В ушах шумит и немыслимо сильно хочется покончить со всем этим. А
потом спрятаться, чтобы никого не видеть и не слышать, и долго
молчать, но сейчас я подвожу итог: - Я и моя семья осознанно и
совершенно добровольно отдаем марку вам, а вы этим
оказываете мне большую услугу, можно сказать – спасаете меня. Когда
мы с вами… когда я смогу сделать это?
Он почему-то молчит, молчу и я, смотреть на него все так же не
могу. Оборвалось что-то и пусто… пусто внутри. Эти молчаливые
секунды упали-таки между нами, как топор палача. Вот же какое
образное выражение - не в бровь, а в глаз, как говорится. Не
тяжело, не обидно и не страшно – пусто… Даже в ушах уже не шум, а
тонкий звон или свист, будто сквозняк в пустом покинутом доме без
окон.
- Чем скорее – тем лучше, - доносится до меня его голос, как
сквозь вату, - тогда я спокойно отпущу вас домой. Катя... моя
благодарность вам…
- Не нужно благодарностей, не нужно соблюдать эту… видимость
приличий – мы тут одни.
- Ну почему – видимость? Я говорю правду.

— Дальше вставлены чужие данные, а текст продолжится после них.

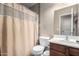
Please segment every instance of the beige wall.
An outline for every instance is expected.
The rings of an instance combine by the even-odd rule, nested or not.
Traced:
[[[40,4],[40,35],[52,36],[54,34],[54,11],[71,6],[68,3],[41,3]]]

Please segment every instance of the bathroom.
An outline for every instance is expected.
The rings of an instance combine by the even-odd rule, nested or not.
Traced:
[[[79,4],[0,3],[0,56],[79,56]]]

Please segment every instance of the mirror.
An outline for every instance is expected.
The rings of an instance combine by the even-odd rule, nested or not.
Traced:
[[[54,34],[77,36],[78,5],[64,7],[54,12]]]

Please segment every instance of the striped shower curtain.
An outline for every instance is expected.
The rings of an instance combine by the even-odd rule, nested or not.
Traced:
[[[0,4],[0,54],[31,55],[37,41],[38,15],[20,4]]]

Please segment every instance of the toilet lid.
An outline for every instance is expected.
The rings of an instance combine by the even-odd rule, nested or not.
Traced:
[[[37,45],[33,48],[34,51],[41,51],[41,50],[44,50],[44,47],[43,46],[40,46],[40,45]]]

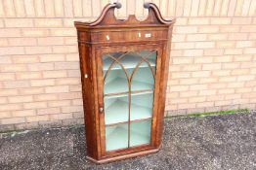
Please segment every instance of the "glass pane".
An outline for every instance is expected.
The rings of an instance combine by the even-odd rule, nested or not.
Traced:
[[[131,122],[130,146],[150,143],[151,120]]]
[[[106,127],[106,150],[128,148],[128,124]]]
[[[131,99],[131,120],[149,119],[152,117],[153,94],[135,93]]]
[[[127,77],[125,72],[122,70],[120,65],[116,65],[118,70],[110,70],[109,74],[107,75],[104,93],[120,93],[127,92],[129,90]]]
[[[129,96],[108,96],[105,97],[105,123],[112,124],[128,121],[129,117]]]
[[[149,67],[139,68],[133,76],[132,91],[153,89],[154,78]]]

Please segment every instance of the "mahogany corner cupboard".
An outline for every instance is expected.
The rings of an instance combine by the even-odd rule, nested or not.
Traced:
[[[97,20],[74,23],[87,157],[97,163],[155,153],[161,145],[174,20],[152,3],[144,7],[145,20],[117,19],[121,4],[113,3]]]

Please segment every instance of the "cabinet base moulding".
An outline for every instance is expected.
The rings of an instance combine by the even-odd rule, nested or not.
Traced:
[[[141,155],[155,153],[159,152],[159,150],[160,150],[160,147],[157,148],[157,149],[146,150],[146,151],[139,152],[139,153],[125,153],[125,154],[121,154],[121,155],[117,155],[117,156],[103,158],[103,159],[100,159],[100,160],[96,160],[96,159],[94,159],[90,156],[86,156],[86,158],[88,160],[93,161],[94,163],[102,164],[102,163],[108,163],[108,162],[112,162],[112,161],[126,159],[126,158],[133,158],[133,157],[137,157],[137,156],[141,156]]]

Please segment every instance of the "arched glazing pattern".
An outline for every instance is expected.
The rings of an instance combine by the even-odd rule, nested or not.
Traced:
[[[103,56],[107,152],[150,142],[156,51]]]

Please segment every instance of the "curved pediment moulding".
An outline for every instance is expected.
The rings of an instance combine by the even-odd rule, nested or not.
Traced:
[[[153,3],[145,3],[144,8],[149,9],[149,16],[145,20],[139,20],[135,15],[130,15],[127,19],[117,19],[114,16],[114,9],[120,9],[119,2],[107,4],[101,16],[93,22],[75,22],[75,25],[91,26],[123,26],[123,25],[170,25],[174,20],[166,20],[162,17],[159,9]]]

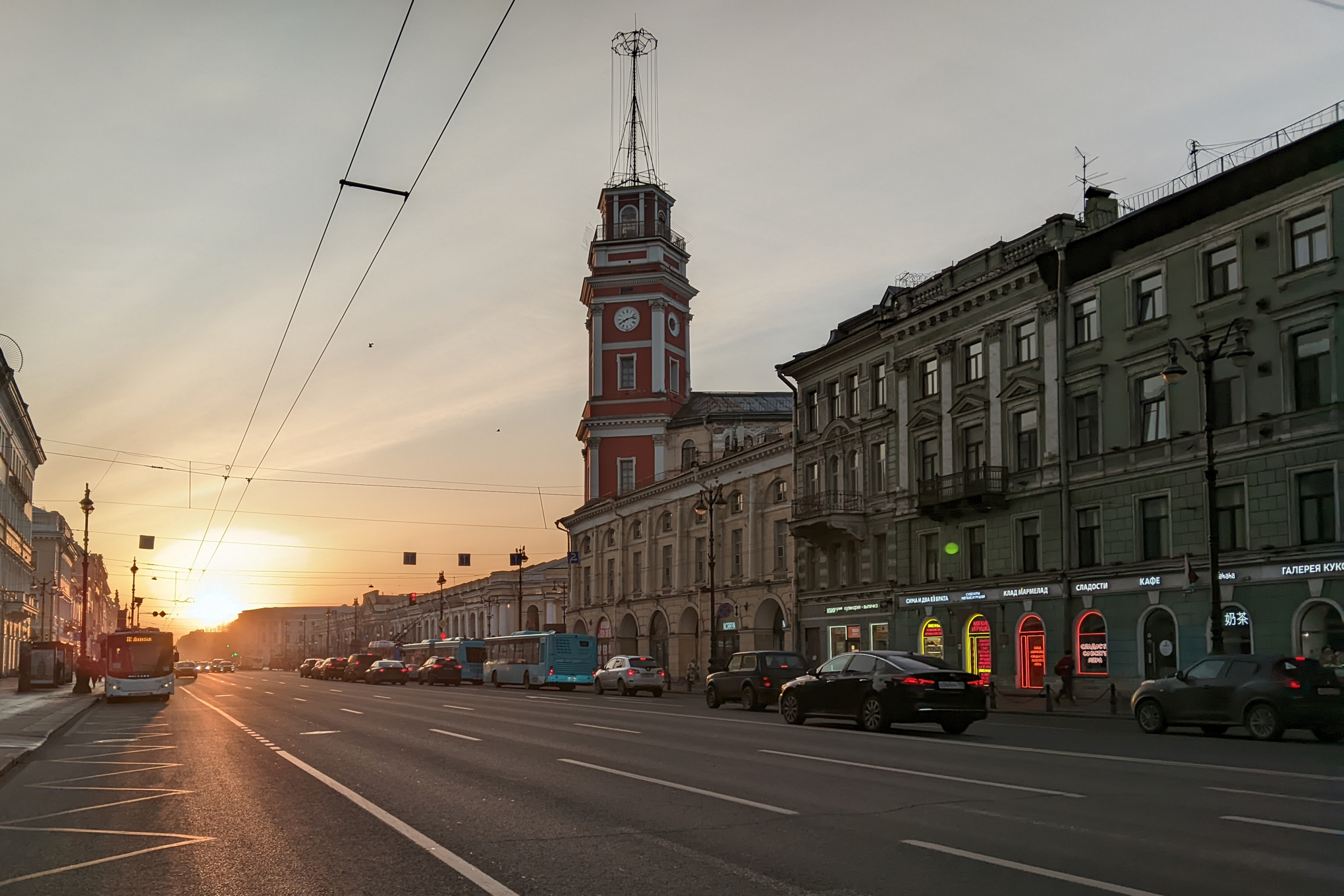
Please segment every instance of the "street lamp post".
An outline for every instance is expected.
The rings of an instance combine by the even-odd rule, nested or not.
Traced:
[[[89,662],[89,514],[93,513],[93,501],[89,498],[89,484],[85,482],[85,496],[79,501],[79,509],[85,514],[85,551],[83,551],[83,582],[79,594],[79,669]],[[91,693],[89,674],[81,672],[75,677],[75,693]]]
[[[702,520],[710,517],[710,669],[714,672],[718,666],[719,658],[719,606],[715,602],[714,595],[714,508],[727,506],[728,502],[723,500],[723,486],[703,485],[700,486],[700,497],[695,502],[695,514]]]
[[[1198,344],[1193,351],[1180,339],[1172,339],[1168,341],[1168,348],[1171,351],[1171,360],[1167,368],[1163,369],[1163,380],[1167,383],[1175,383],[1183,376],[1185,376],[1185,368],[1180,365],[1176,359],[1176,349],[1185,352],[1198,365],[1204,384],[1204,455],[1208,461],[1204,467],[1204,482],[1207,489],[1207,520],[1206,527],[1208,529],[1208,580],[1210,580],[1210,647],[1214,654],[1223,653],[1223,588],[1220,582],[1220,570],[1218,566],[1218,466],[1215,465],[1214,454],[1214,363],[1222,357],[1231,359],[1232,364],[1236,367],[1246,367],[1250,364],[1251,357],[1255,352],[1246,345],[1246,326],[1247,321],[1242,318],[1234,320],[1224,329],[1222,336],[1215,333],[1200,333],[1195,339]],[[1235,336],[1235,343],[1231,348],[1227,343]]]

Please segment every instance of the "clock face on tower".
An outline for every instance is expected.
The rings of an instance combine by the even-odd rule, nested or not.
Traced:
[[[612,318],[616,324],[616,329],[622,333],[629,333],[632,329],[640,325],[640,309],[633,305],[626,305],[625,308],[617,309],[616,317]]]

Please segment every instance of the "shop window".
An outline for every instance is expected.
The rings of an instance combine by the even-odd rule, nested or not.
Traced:
[[[931,617],[919,626],[919,653],[942,660],[942,623]]]
[[[989,619],[978,613],[966,621],[966,672],[980,676],[980,680],[989,684],[993,674],[993,630]]]
[[[1078,617],[1077,672],[1081,676],[1103,676],[1110,670],[1106,619],[1095,610]]]
[[[1046,623],[1035,614],[1017,623],[1017,686],[1046,686]]]

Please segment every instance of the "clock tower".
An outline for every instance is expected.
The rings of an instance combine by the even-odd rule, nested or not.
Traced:
[[[579,296],[589,329],[589,400],[578,430],[586,501],[663,478],[667,424],[691,388],[696,290],[687,281],[685,240],[672,230],[676,200],[657,179],[640,105],[641,59],[656,47],[642,28],[612,42],[613,52],[629,59],[629,117],[598,201],[601,223]]]

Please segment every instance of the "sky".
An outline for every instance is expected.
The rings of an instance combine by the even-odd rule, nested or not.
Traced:
[[[351,179],[410,185],[505,7],[415,3]],[[405,13],[0,5],[0,333],[48,454],[35,504],[78,525],[87,482],[112,586],[136,560],[177,631],[563,555],[636,20],[706,391],[781,390],[902,271],[1081,211],[1078,149],[1124,196],[1191,138],[1344,99],[1325,0],[517,0],[337,328],[402,204],[343,193],[262,394]]]

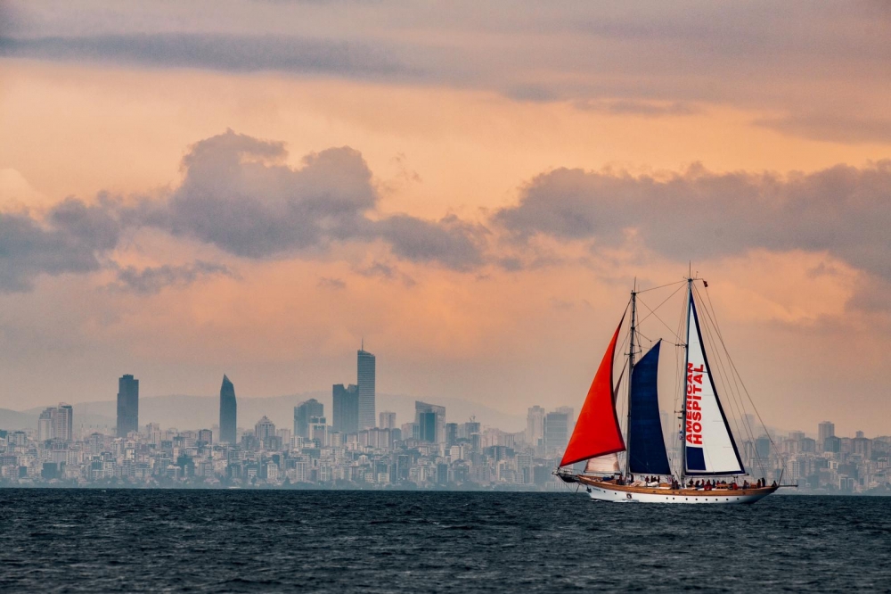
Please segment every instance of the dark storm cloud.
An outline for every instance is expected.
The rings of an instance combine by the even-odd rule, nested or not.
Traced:
[[[0,55],[41,60],[113,62],[232,72],[278,70],[348,77],[407,71],[391,56],[361,43],[282,36],[152,33],[0,37]]]
[[[184,159],[182,186],[165,210],[146,213],[148,222],[247,258],[368,233],[364,213],[377,193],[357,151],[327,149],[297,169],[281,162],[285,155],[281,143],[231,130],[202,140]]]
[[[378,194],[358,151],[331,148],[283,164],[281,143],[232,130],[202,140],[183,160],[185,177],[162,204],[125,219],[212,243],[244,258],[322,252],[334,242],[382,239],[403,260],[466,270],[483,261],[478,226],[395,215],[372,220]]]
[[[198,260],[185,266],[165,264],[136,268],[128,266],[118,270],[117,283],[110,288],[140,294],[155,294],[168,286],[184,287],[206,276],[235,275],[225,266]]]
[[[891,79],[882,3],[192,2],[173,22],[168,6],[136,7],[7,3],[0,56],[441,85],[650,117],[720,104],[881,118]]]
[[[694,167],[665,179],[561,169],[535,178],[494,221],[520,241],[543,235],[607,246],[634,229],[679,260],[825,250],[891,278],[891,161],[787,177]]]
[[[27,291],[41,274],[86,273],[102,268],[102,253],[118,243],[120,227],[101,201],[87,206],[69,198],[45,223],[29,214],[0,213],[0,291]]]
[[[438,221],[407,215],[389,217],[377,224],[393,253],[414,262],[438,262],[454,270],[469,270],[483,263],[486,231],[454,215]]]

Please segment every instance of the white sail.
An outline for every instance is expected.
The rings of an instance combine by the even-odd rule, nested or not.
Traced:
[[[692,295],[687,319],[686,392],[685,474],[745,474],[712,381]]]
[[[595,474],[612,474],[619,472],[618,454],[607,454],[590,458],[584,466],[584,472]]]

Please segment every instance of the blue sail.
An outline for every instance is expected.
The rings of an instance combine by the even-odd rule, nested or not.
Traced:
[[[659,417],[659,345],[657,342],[634,366],[631,376],[628,456],[634,474],[671,474]]]

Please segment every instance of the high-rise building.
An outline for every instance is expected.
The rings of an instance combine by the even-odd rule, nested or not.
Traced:
[[[235,428],[238,421],[238,402],[235,400],[235,386],[225,374],[220,386],[220,441],[235,445]]]
[[[310,417],[308,425],[309,439],[320,448],[328,445],[328,421],[324,417]]]
[[[74,440],[74,408],[70,404],[59,403],[53,425],[53,438],[62,441]]]
[[[374,427],[374,355],[359,349],[356,353],[356,384],[359,384],[359,429]]]
[[[118,380],[118,437],[139,431],[139,380],[122,375]]]
[[[425,429],[421,425],[421,415],[424,413],[433,413],[433,429],[431,433],[424,433]],[[428,404],[421,400],[414,401],[414,422],[419,425],[421,439],[434,443],[446,442],[446,407]],[[426,437],[425,437],[426,435]]]
[[[309,437],[309,419],[324,415],[324,406],[315,398],[294,407],[294,435]]]
[[[544,416],[544,451],[548,456],[563,453],[569,441],[570,415],[555,410]]]
[[[421,441],[437,441],[437,414],[433,411],[419,412],[416,415],[418,419],[419,439]]]
[[[396,413],[384,411],[380,413],[380,417],[381,429],[396,429]]]
[[[269,438],[275,437],[275,425],[266,415],[254,425],[254,437],[260,443],[269,444]]]
[[[544,408],[530,407],[526,415],[526,442],[531,446],[538,445],[544,439]]]
[[[446,445],[452,447],[458,442],[458,424],[446,424]]]
[[[827,437],[835,437],[835,423],[823,421],[817,425],[817,445],[822,448]]]
[[[334,408],[334,431],[356,433],[359,431],[359,388],[350,384],[335,384],[331,393]],[[318,415],[317,415],[318,416]]]
[[[45,441],[55,436],[56,409],[49,408],[40,413],[37,417],[37,441]]]

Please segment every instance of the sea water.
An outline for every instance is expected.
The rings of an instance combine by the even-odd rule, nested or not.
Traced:
[[[0,490],[0,591],[887,590],[891,498]]]

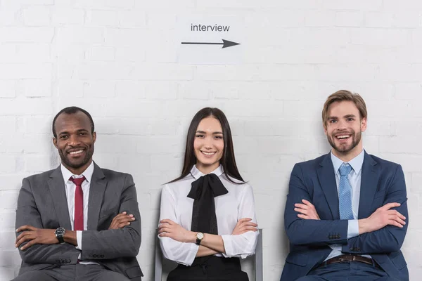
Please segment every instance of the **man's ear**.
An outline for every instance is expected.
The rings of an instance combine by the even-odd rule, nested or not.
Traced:
[[[366,118],[364,117],[361,120],[361,131],[366,131]]]

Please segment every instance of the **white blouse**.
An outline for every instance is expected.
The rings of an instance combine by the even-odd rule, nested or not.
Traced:
[[[223,174],[221,165],[211,173],[219,176],[229,191],[229,193],[215,198],[218,234],[223,239],[226,250],[226,254],[217,254],[215,256],[245,259],[255,254],[258,232],[248,231],[240,235],[232,235],[231,233],[241,218],[250,218],[252,222],[257,223],[252,187],[248,183],[236,184],[229,181]],[[188,194],[191,191],[191,183],[202,176],[204,174],[193,166],[190,174],[164,186],[161,193],[160,221],[170,219],[191,230],[193,199],[188,197]],[[159,238],[161,250],[166,259],[186,266],[192,264],[199,246],[195,243],[176,241],[170,237]]]

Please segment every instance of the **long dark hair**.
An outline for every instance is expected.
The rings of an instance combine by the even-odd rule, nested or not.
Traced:
[[[192,119],[189,129],[188,130],[188,136],[186,137],[186,146],[185,148],[185,157],[183,163],[183,169],[181,169],[181,174],[177,178],[174,178],[173,181],[170,181],[167,183],[172,183],[179,179],[181,179],[186,176],[195,164],[196,164],[196,157],[195,157],[195,152],[193,150],[193,141],[195,140],[195,135],[196,133],[196,129],[200,121],[206,117],[213,117],[219,121],[223,129],[223,140],[224,143],[224,148],[223,150],[223,156],[220,159],[220,164],[223,166],[223,172],[227,179],[234,183],[242,184],[245,183],[243,178],[241,176],[239,171],[238,170],[236,164],[236,160],[234,159],[234,149],[233,148],[233,139],[231,138],[231,131],[230,130],[230,125],[226,115],[222,111],[216,107],[205,107],[199,110]],[[231,180],[230,177],[234,178],[237,180],[241,181],[241,183],[236,183]]]

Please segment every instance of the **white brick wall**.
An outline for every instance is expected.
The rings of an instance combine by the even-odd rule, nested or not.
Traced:
[[[367,150],[403,166],[411,220],[403,250],[411,280],[418,280],[421,3],[0,0],[0,281],[20,265],[13,244],[21,180],[57,166],[51,119],[73,105],[94,116],[95,160],[134,177],[147,281],[160,185],[180,171],[193,114],[222,109],[265,228],[264,280],[278,280],[287,254],[282,217],[290,171],[328,150],[320,112],[340,89],[367,102]],[[176,25],[193,13],[239,18],[248,35],[242,64],[176,63]]]

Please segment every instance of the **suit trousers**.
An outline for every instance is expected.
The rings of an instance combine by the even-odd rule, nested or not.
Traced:
[[[27,271],[12,281],[129,281],[126,276],[96,264],[51,266]]]
[[[169,273],[167,279],[167,281],[203,280],[249,281],[249,277],[242,271],[239,259],[211,256],[202,264],[192,266],[179,264]]]
[[[324,265],[296,281],[399,281],[374,266],[350,261]]]

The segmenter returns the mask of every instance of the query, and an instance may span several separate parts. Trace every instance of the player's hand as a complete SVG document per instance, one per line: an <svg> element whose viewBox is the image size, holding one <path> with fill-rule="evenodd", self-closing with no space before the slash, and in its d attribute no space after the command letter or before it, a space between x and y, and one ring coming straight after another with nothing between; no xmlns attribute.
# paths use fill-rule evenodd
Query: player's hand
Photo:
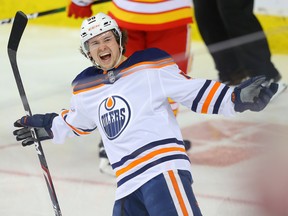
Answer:
<svg viewBox="0 0 288 216"><path fill-rule="evenodd" d="M80 18L85 18L85 17L90 17L92 16L92 4L86 5L86 6L79 6L75 4L74 2L70 2L68 6L68 17L73 17L77 19L78 17Z"/></svg>
<svg viewBox="0 0 288 216"><path fill-rule="evenodd" d="M236 112L263 110L278 90L277 83L267 84L265 76L253 77L235 87L232 101Z"/></svg>
<svg viewBox="0 0 288 216"><path fill-rule="evenodd" d="M32 116L23 116L14 123L18 129L13 131L17 141L22 141L23 146L31 145L35 141L35 135L32 135L32 128L38 136L38 141L53 138L51 130L53 119L58 116L56 113L36 114Z"/></svg>

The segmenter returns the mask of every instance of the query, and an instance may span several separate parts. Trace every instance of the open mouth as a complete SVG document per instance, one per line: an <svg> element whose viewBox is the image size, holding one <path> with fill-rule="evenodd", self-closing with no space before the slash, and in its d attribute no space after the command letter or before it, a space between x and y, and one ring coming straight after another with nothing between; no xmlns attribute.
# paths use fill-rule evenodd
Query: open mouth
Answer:
<svg viewBox="0 0 288 216"><path fill-rule="evenodd" d="M100 55L100 59L101 59L102 61L107 61L107 60L109 60L110 58L111 58L111 54L110 54L110 53L103 53L103 54Z"/></svg>

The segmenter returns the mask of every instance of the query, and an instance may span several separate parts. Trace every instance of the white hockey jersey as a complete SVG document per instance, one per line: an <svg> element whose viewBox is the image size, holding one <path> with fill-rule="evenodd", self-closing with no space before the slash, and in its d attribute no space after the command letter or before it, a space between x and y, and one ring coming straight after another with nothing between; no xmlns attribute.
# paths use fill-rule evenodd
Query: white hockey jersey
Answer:
<svg viewBox="0 0 288 216"><path fill-rule="evenodd" d="M135 52L113 71L89 67L73 85L71 108L53 121L53 141L98 128L117 177L116 199L164 171L190 171L168 97L197 113L235 113L233 89L184 75L155 48Z"/></svg>

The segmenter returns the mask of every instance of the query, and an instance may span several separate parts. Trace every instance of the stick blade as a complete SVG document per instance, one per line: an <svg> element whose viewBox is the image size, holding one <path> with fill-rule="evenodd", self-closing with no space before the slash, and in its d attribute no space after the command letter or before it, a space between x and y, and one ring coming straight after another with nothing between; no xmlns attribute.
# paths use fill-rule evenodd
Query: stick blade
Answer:
<svg viewBox="0 0 288 216"><path fill-rule="evenodd" d="M8 49L17 51L28 18L22 11L17 11L8 41Z"/></svg>

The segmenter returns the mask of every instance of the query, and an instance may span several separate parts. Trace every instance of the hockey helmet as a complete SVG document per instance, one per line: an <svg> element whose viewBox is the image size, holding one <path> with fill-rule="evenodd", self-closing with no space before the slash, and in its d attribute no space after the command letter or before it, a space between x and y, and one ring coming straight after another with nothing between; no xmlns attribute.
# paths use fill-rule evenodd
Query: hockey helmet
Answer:
<svg viewBox="0 0 288 216"><path fill-rule="evenodd" d="M114 33L118 34L120 38L120 47L122 49L121 31L116 21L112 19L110 16L104 13L98 13L95 16L85 19L82 22L81 32L80 32L81 48L84 54L86 55L86 57L88 57L88 52L89 52L87 41L109 30L114 30Z"/></svg>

- Ну да - я же добровольно... Зато теперь я перестану бояться за
свою жизнь. Так же?
- Да, безусловно, - соглашается он, облегченно выдохнув, - тогда
я договорюсь о кресле-каталке и вашей выписке. Из банка вас сразу
же отвезут домой. Ваша врач, да и следствие тоже, считают, что
дольше держать вас здесь уже не имеет смысла… Катя, вы разрешите
мне?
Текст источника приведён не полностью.